Ramanujan would not view Mozart’s matrix as a set of rules, but rather as the natural resonant frequency of a periodic equation. We can model the macro-structure of the minuet using a Ramanujan Sum ($c_q(n)$), which extracts periodic signals from noise:
\[c_q(n) = \sum_{\substack{1 \le a \le q \\ \gcd(a,q)=1}} e^{2\pi i \frac{a}{q} n}\]By setting the fundamental period $q = 16$, the equation acts as a harmonic pendulum. Here is how Mozart’s attention mechanism unifies with Ramanujan’s math:
The Journey ($n = 1$ to $15$): As the measures progress, the complex exponentials point in various directions in the complex plane, causing destructive interference. Musically, this represents harmonic tension—the algorithmic wave is wandering through the latent space, seeking resolution.
The Half-Cadence ($n = 8$): When we reach the halfway point, the fraction simplifies to $\frac{a}{2}$. The vectors snap to the real axis. This momentary, symmetrical mathematical pause perfectly mirrors the structural “half-cadence” in classical phrasing.
The Resolution ($n = 16$): At the final measure, the fraction simplifies to an integer. Every term in the sum points in the exact same direction ($e^{2\pi i a} = 1$). The destructive interference vanishes into a massive spike of constructive interference.
The structure doesn’t resolve because of an arbitrary grid boundary; it resolves because $q=16$ ($2^4$, the fractal symmetry of classical phrasing) is the fundamental node where the equation naturally reaches maximum constructive harmony. Mozart’s positional attention mechanism is simply the geometric projection of this periodic equation.
Expanding Dimensions: Bach’s Deep Self-Attention
If Mozart’s dice game is a rigid, 1D loop locked to $q=16$, Johann Sebastian Bach’s beautiful Fugues (The Well-Tempered Clavier which has a beautiful Chinese name 赋格) represent the expansion of this mathematical framework into high-dimensional, deep-memory architectures. A fugue cannot be generated by a zero-context Markov chain like in Mozart’s dice game. It begins with a single “prompt” token sequence: the Subject. When the second voice enters, it must continuously look back at the Subject to generate valid counterpoint.
In LLM terminology, Bach implemented Multi-Head Self-Attention.
Each voice (Soprano, Alto, Tenor, Bass) acts as an independent attention head. They process the exact same context window but project it into different dimensional spaces. While Mozart relied on stochastic dice (sampling), Bach relied on deterministic linear algebra. The initial Subject vector is subjected to complex matrix transformations in the latent space:
- Transposition (Translation: $f(x) + c$)
- Inversion (Reflection: $-f(x)$)
- Augmentation/Diminution (Time Scaling: $f(2t)$ or $f(t/2)$)
Bach also utilized what we mechanistic interpretability researchers call Induction Heads. When the Alto voice enters with the “Answer,” it acts as an attention circuit specifically trained to recognize the sequence in the Soprano’s past and perfectly reconstruct it at the current time step. Meanwhile, the other heads calculate orthogonal vectors (the Countersubject) to ensure the dot product of the combined voices perfectly satisfies the vertical rules of harmony.

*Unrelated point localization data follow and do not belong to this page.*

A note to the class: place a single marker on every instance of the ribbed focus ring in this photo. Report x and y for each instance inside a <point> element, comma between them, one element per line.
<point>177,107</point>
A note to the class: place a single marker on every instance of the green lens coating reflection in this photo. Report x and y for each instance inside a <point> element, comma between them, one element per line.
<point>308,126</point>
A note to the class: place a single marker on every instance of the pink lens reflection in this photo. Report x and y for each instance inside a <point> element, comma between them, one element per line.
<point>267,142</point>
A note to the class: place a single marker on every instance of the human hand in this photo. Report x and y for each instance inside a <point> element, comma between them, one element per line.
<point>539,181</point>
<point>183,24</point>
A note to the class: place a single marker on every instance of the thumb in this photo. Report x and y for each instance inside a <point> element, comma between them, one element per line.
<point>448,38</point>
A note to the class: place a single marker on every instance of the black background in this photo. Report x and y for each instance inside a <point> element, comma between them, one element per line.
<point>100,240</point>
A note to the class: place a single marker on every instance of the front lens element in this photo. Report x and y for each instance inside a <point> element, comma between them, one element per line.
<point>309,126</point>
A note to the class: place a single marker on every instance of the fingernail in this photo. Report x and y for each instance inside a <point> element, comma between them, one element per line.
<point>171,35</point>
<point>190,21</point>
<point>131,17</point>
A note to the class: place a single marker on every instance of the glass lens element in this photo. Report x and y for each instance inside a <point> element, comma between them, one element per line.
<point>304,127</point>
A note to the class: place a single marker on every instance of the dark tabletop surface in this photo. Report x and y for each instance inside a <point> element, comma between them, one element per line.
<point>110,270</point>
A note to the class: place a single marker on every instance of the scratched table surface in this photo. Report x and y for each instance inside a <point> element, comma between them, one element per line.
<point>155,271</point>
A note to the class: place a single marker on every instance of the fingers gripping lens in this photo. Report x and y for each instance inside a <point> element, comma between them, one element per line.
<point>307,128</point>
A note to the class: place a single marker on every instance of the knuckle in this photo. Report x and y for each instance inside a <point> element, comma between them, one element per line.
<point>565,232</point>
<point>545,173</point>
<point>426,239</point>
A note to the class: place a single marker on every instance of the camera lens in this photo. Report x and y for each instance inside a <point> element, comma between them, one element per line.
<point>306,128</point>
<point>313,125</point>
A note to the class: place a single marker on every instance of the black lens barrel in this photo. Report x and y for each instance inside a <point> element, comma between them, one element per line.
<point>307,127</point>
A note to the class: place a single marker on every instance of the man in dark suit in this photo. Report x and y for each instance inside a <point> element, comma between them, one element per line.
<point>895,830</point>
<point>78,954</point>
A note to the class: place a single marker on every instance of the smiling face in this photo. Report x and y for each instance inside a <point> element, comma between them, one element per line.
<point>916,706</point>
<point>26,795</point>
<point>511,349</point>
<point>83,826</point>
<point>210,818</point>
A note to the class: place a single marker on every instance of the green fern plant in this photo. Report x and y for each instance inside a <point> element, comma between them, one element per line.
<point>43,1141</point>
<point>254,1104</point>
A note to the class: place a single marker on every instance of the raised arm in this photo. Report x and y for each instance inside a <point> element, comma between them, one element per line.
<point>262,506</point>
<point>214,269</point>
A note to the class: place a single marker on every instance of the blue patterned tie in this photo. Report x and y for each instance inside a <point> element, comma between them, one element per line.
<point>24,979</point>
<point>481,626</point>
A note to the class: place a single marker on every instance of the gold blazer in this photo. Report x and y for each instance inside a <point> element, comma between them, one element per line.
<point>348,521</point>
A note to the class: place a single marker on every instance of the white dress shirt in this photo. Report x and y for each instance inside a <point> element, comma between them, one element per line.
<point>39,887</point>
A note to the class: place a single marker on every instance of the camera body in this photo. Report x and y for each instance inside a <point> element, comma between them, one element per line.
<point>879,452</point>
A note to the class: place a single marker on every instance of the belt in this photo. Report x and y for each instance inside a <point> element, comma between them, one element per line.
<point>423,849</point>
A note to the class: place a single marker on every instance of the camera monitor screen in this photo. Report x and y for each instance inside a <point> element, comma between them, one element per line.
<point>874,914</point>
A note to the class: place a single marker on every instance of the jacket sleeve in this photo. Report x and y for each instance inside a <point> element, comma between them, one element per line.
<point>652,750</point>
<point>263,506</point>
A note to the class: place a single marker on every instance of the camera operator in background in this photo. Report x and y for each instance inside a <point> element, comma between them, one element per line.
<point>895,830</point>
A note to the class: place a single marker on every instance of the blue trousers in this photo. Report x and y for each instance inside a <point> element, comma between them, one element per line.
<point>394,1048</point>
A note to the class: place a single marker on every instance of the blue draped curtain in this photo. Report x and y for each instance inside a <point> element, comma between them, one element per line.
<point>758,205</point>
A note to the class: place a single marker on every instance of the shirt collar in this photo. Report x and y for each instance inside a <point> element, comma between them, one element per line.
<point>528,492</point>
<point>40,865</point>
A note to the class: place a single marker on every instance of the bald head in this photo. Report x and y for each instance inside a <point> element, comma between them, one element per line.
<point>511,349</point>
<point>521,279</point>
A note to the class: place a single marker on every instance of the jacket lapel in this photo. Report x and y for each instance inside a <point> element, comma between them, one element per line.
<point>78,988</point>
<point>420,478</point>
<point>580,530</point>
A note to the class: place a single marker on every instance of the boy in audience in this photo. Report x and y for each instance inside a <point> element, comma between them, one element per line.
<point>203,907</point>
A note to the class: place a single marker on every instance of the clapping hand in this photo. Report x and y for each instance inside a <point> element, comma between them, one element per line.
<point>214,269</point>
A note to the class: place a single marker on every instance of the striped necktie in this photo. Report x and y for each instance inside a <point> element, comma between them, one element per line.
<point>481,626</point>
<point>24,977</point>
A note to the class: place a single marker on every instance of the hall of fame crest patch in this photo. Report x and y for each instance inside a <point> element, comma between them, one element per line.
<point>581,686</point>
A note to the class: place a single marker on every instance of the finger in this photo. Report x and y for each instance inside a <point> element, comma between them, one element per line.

If we return to Ramanujan, Bach’s polyphony represents the full, unconstrained analytic continuation of the harmonic equations. While Mozart collapsed the variables into a degenerate case (a rigid loop in C Major), Bach allowed the variables to become complex numbers, unlocking all 24 keys and forcing the equation to expand dynamically across the complex plane.
The Convergence
Whether we are engineering modern Transformers, calculating Ramanujan sums, or analyzing 18th-century manuscripts, the computational goal remains identical. LLM and music generation are ultimately the search for mathematical symmetry across time. Mozart mapped it via hardcoded masking and stochastic geometry; Bach calculated it via deep contrapuntal attention matrices; and Ramanujan provided the equations that prove they are all navigating the exact same latent space.